Stablecoin yield fight hardens as crypto lobby counters bankers in U.S. market-structure talks
A U.S. stablecoin-yield dispute is emerging as a key fault line in the Senate’s crypto market structure bill, with the Digital Chamber offering ‘principles’ meant to preserve some user rewards while rejecting bank-like interest on idle balances.
A dispute over whether stablecoin issuers and platforms should be allowed to offer user rewards is complicating negotiations around the U.S. Senate’s crypto market structure legislation. After Wall Street banks circulated a document arguing for a blanket ban on stablecoin yield, crypto industry group the Digital Chamber produced its own principles paper framing rewards as acceptable in narrower contexts—particularly when tied to activity such as liquidity provision or ecosystem participation.
Key points
- Banks argue stablecoin yield threatens core bank deposit-taking and want a total prohibition.

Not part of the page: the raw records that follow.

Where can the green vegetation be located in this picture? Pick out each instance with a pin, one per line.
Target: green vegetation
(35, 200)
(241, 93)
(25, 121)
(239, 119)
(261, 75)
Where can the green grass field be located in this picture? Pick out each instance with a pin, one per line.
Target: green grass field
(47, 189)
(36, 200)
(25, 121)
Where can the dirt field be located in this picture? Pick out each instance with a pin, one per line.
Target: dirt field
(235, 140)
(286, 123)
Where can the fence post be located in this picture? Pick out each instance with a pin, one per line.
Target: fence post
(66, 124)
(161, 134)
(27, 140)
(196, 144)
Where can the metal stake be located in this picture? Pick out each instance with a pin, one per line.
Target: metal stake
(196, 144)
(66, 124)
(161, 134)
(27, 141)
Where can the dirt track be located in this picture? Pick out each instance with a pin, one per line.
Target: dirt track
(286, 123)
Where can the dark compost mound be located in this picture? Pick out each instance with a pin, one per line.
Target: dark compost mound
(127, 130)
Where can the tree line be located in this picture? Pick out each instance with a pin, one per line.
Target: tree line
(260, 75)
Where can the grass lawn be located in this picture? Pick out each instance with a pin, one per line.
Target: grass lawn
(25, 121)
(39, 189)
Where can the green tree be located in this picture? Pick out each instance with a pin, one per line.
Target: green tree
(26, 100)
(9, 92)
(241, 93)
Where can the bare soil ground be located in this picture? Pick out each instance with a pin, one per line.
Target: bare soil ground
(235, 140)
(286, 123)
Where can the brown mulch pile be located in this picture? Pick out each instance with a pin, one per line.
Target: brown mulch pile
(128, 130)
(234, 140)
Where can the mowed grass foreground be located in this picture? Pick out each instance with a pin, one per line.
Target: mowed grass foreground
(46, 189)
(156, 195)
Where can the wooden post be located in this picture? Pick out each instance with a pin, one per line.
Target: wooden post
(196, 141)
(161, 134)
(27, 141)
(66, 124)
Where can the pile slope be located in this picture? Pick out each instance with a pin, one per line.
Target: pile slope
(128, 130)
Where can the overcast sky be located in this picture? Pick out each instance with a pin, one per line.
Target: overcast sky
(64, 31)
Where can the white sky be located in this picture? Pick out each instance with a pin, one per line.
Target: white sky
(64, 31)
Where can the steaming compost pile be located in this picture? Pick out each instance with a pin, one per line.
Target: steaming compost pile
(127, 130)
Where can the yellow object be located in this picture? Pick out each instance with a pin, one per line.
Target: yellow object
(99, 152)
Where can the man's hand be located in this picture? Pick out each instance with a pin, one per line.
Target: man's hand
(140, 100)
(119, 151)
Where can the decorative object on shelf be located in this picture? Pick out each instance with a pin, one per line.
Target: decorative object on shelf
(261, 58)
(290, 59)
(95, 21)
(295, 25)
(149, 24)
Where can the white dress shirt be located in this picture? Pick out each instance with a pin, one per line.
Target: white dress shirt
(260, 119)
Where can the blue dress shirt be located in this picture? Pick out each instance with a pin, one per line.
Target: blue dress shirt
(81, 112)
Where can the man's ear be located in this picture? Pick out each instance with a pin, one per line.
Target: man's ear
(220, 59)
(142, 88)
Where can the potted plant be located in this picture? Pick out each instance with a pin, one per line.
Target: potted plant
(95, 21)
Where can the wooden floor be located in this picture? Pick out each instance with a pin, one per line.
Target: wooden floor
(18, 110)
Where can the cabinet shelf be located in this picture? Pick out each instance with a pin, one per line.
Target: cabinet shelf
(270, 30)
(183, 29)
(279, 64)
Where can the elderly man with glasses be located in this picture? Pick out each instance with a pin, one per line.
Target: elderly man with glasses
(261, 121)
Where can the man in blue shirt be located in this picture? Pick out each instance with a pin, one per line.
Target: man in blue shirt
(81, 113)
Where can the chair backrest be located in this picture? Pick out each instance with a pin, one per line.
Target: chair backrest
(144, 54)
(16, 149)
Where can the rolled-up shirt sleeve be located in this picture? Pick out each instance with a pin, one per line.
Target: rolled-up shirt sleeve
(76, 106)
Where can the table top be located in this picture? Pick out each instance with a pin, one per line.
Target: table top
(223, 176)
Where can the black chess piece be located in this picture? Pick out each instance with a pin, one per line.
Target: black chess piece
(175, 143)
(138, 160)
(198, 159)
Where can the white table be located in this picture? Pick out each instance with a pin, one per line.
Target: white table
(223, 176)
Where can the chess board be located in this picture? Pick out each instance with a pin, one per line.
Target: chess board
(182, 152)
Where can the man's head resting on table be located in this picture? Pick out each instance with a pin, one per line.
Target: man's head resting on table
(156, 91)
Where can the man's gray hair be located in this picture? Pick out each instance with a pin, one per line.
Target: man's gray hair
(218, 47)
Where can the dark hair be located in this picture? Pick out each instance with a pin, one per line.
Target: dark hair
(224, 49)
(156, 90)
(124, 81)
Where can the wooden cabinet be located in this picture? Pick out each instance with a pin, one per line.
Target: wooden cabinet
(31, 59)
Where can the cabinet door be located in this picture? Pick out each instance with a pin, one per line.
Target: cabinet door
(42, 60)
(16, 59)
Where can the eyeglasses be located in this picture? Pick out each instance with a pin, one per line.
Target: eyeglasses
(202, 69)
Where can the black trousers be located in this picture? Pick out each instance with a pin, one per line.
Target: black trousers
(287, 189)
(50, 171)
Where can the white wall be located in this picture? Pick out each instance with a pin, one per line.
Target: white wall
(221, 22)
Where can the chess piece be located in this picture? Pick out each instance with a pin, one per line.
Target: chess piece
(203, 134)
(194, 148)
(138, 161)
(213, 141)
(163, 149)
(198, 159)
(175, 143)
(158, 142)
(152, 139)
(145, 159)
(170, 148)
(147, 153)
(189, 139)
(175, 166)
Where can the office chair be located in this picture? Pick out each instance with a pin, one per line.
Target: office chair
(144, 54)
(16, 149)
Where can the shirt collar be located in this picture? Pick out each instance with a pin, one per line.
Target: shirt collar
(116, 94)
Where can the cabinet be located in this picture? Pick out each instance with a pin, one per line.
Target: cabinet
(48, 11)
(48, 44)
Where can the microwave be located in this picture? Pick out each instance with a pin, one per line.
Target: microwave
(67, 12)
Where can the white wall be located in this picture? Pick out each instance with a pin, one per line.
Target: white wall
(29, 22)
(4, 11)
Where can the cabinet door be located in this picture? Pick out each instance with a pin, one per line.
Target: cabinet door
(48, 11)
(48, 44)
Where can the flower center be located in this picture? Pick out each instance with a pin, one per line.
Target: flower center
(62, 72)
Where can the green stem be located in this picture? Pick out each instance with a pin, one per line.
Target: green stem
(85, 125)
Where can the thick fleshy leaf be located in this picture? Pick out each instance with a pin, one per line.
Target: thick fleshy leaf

- The Digital Chamber says it can accept restrictions on ‘interest-like’ payments for simply holding stablecoins, but wants room for rewards tied to transactions or DeFi-style participation.
- The group says a proposed two-year study on stablecoins’ impact on deposits could be acceptable if it doesn’t trigger automatic rulemaking.
Why it matters
Stablecoins sit at the center of crypto’s payment and DeFi plumbing. How lawmakers treat yield and rewards will shape product design at exchanges, wallets, and on-chain protocols—and may determine whether stablecoins compete directly with bank deposits or stay closer to payments instruments.
What to watch
Negotiations are under time pressure, with the White House reportedly pushing for compromise. The final wording around ‘idle yield’ versus activity-based rewards could decide whether major U.S. platforms support the bill or fight it.